I have a Pandas dataframe with a column containing dictionary values. I'd like to query this dataframe using DuckDB and convert the result to another dataframe, and have the type preserved across the query.
DuckDB has the MAP
data type which looks like a good match for a dictionary, but when selecting the column it's turned into a VARCHAR
, and results in a string-type column if I convert back to a dataframe.
Is there some way to preserve the type, or at least a good way to convert the string back to a dictionary when generating the new dataframe?

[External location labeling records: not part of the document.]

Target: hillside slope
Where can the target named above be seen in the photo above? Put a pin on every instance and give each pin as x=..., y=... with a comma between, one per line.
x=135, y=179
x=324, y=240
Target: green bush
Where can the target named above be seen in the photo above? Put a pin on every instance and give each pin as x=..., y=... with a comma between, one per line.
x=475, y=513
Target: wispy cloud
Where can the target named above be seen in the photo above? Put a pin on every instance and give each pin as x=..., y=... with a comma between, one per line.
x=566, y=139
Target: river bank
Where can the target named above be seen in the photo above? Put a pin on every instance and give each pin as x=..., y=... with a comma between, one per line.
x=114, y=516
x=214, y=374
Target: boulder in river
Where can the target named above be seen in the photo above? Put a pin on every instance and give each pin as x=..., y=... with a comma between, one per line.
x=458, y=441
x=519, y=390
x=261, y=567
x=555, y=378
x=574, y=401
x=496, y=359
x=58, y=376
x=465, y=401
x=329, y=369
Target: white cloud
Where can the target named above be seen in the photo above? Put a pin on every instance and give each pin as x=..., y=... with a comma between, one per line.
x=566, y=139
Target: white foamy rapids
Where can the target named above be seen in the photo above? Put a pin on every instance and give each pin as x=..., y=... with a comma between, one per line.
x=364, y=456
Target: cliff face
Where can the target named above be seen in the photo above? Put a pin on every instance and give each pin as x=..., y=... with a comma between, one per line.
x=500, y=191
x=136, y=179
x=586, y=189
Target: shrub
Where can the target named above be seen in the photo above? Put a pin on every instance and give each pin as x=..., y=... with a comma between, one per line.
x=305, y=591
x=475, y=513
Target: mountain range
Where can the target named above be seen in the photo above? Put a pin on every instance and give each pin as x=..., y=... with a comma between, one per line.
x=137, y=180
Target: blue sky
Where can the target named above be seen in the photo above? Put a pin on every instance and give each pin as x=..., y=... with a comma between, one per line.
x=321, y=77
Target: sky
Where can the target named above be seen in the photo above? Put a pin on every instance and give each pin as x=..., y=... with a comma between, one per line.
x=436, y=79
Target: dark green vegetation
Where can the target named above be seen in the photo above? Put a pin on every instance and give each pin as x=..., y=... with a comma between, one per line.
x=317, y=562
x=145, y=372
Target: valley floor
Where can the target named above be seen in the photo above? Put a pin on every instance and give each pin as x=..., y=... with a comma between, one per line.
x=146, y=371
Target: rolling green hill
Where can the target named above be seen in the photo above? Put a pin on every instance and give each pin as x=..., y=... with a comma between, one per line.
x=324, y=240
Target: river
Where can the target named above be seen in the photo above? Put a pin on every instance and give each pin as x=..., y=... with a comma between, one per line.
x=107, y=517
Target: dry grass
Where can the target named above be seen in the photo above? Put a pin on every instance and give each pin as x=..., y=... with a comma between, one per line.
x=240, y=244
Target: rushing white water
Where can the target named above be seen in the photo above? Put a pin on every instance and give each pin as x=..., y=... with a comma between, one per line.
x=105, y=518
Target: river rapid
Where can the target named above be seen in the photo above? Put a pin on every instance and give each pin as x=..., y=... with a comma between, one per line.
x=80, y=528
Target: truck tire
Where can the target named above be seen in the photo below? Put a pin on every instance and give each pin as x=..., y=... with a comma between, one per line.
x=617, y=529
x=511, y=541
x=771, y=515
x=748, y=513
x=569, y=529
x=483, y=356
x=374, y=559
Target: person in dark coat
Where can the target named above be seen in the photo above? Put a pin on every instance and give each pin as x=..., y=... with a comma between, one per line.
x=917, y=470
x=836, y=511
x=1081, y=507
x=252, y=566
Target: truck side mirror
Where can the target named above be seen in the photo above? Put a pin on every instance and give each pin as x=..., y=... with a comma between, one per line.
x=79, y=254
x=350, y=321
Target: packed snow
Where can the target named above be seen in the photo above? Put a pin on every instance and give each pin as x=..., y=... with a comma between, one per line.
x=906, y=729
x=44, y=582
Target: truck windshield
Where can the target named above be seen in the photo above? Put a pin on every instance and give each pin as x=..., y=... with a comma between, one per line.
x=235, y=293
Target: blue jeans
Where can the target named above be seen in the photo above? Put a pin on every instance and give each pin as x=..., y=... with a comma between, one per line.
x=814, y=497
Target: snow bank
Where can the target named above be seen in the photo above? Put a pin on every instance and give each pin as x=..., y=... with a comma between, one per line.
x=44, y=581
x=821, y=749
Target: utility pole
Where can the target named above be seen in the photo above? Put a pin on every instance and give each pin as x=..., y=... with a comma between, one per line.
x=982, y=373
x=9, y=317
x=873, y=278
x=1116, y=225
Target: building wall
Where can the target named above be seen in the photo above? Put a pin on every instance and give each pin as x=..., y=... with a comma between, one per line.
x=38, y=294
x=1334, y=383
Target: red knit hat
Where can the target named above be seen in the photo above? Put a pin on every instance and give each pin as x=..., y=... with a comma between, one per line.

>>> # Create a dataframe with a column containing a dictionary
>>> df = pd.DataFrame([[{'some': 'dict', 'with': 'stuff'}]], columns=['mycol'])
>>> df
mycol
0 {'some': 'dict', 'with': 'stuff'}
>>> type(df['mycol'][0])
<class 'dict'>
>>> # Select that column using DuckDB - it becomes a VARCHAR
>>> duckdb.query('select mycol from df')
---------------------
-- Expression Tree --
---------------------
Subquery
---------------------
-- Result Columns --
---------------------
- mycol (VARCHAR)
---------------------
-- Result Preview --
---------------------
mycol
VARCHAR
[ Rows: 1]
{'some': 'dict', 'with': 'stuff'}
>>> # Converting the query result to another dataframe results in a string-type column
>>> df2 = duckdb.query('select mycol from df').to_df()
>>> df2
mycol
0 {'some': 'dict', 'with': 'stuff'}
>>> type(df2['mycol'][0])
<class 'str'>
>>> # An explicit cast to MAP doesn't work
>>> duckdb.query('select CAST(mycol as MAP(VARCHAR, VARCHAR)) from df')
---------------------
-- Expression Tree --
---------------------
Subquery
---------------------
-- Result Columns --
---------------------
- CAST(mycol AS MAP<VARCHAR, VARCHAR>) (MAP<VARCHAR, VARCHAR>)
---------------------
-- Result Preview --
---------------------
Conversion Error: Conversion Error: Unimplemented type for cast (VARCHAR -> MAP<VARCHAR, VARCHAR>)